Foto: Charles Guerra / Agencia RBS

Entidade alerta para possíveis barreiras comerciais ao etanol brasileiro

A imprecisão das regras aplicáveis às Barreiras Técnicas ao Comércio (TBT, na sigla em inglês), um conjunto de regulamentações definidas pela Organização Mundial do Comércio (OMC) para orientar práticas comerciais entre as nações, pode conduzir vários países a adotar barreiras ambientais que acabem prejudicando a comercialização do etanol brasileiro.
Este ponto foi defendido pela União da Indústria de Cana-de-Açúcar (Unica) durante participação em encontro que reuniu diversos especialistas na sede da OMC em Genebra, na Suíça, no final de setembro.

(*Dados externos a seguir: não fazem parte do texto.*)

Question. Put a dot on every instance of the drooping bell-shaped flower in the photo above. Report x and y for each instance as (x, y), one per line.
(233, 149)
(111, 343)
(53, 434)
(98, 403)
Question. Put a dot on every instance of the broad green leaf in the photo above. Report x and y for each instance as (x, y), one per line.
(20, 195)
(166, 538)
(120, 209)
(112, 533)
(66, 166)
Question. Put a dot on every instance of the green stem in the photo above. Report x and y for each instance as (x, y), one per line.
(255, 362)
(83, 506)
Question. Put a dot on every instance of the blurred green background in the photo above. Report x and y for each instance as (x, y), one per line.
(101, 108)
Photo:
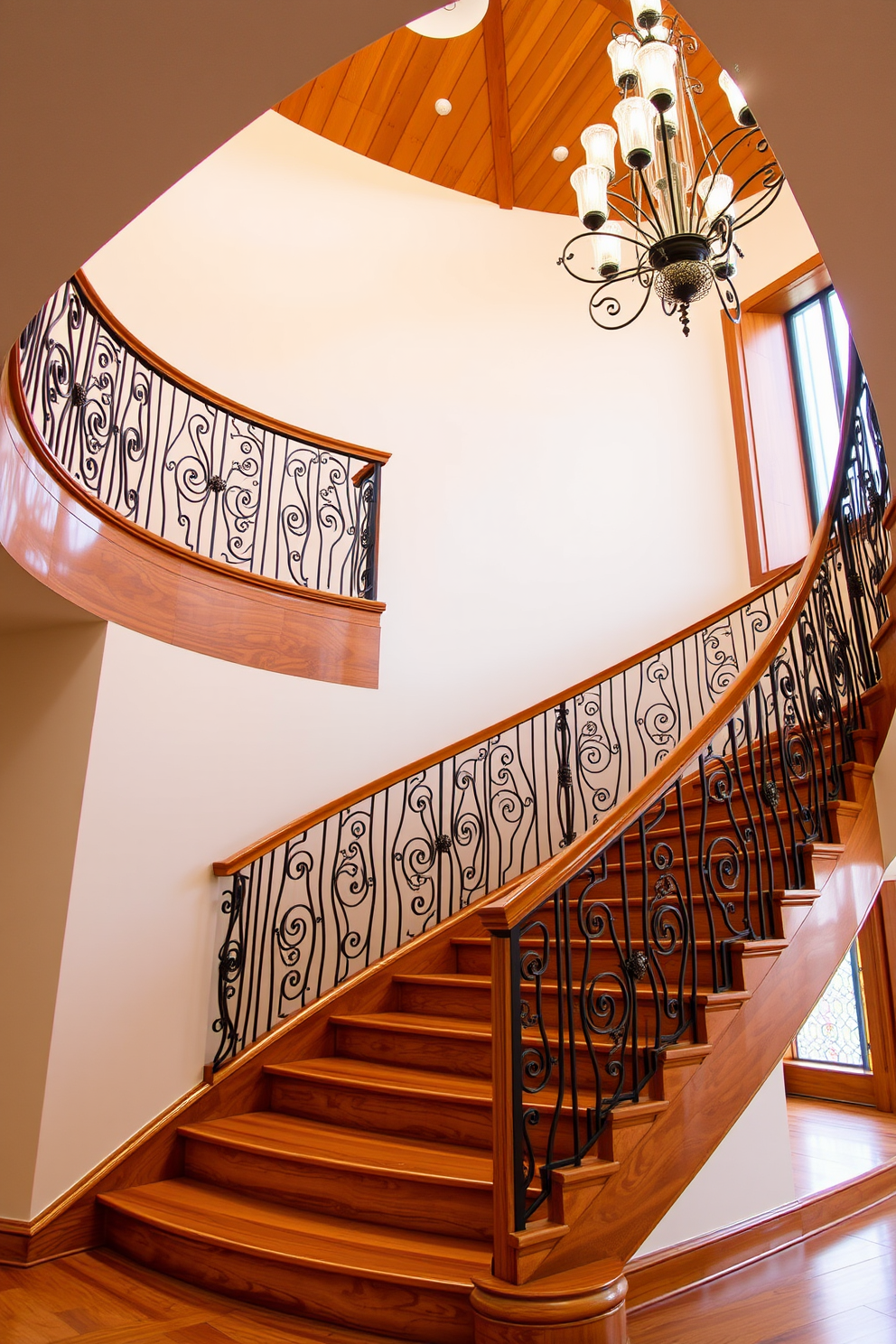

No evento organizado pelo Centro Internacional para o Comércio e o Desenvolvimento Sustentável (ICTSD, na sigla em inglês) e pela empresa de consultoria WTI Advisors, a assessora sênior da presidência da Unica para Assuntos Internacionais, Géraldine Kutas, discursou para uma plateia de 120 pessoas alertando que o problema está no fato “destas exigências ambientais serem criadas por países como os europeus e os americanos, cujas premissas não reconhecem medidas ambientais equivalentes praticadas nos países produtores, entre eles o Brasil.” Segundo a assessora da UNICA, esta diferença de critérios pode ser observada no cumprimento do TBT.
— As regras vigentes no TBT que estão sendo aplicadas por vários países desenvolvidos estão se transformando em uma espécie de barreira não tarifária. Nos últimos anos, as disputas travadas nos tribunais da OMC relativas à TBT vêm aumentando significativamente, principalmente contra a União Europeia (EU) e os EUA — revelou a executiva.
Para Kutas, a questão deve ser discutida com mais profundidade dentro da OMC.
— É preciso um consenso para que estas normas sejam mais claras e específicas, especialmente em relação à proteção do meio ambiente, para limitar a arbitrariedade dos estados-membros na definição das suas regras domésticas — observou.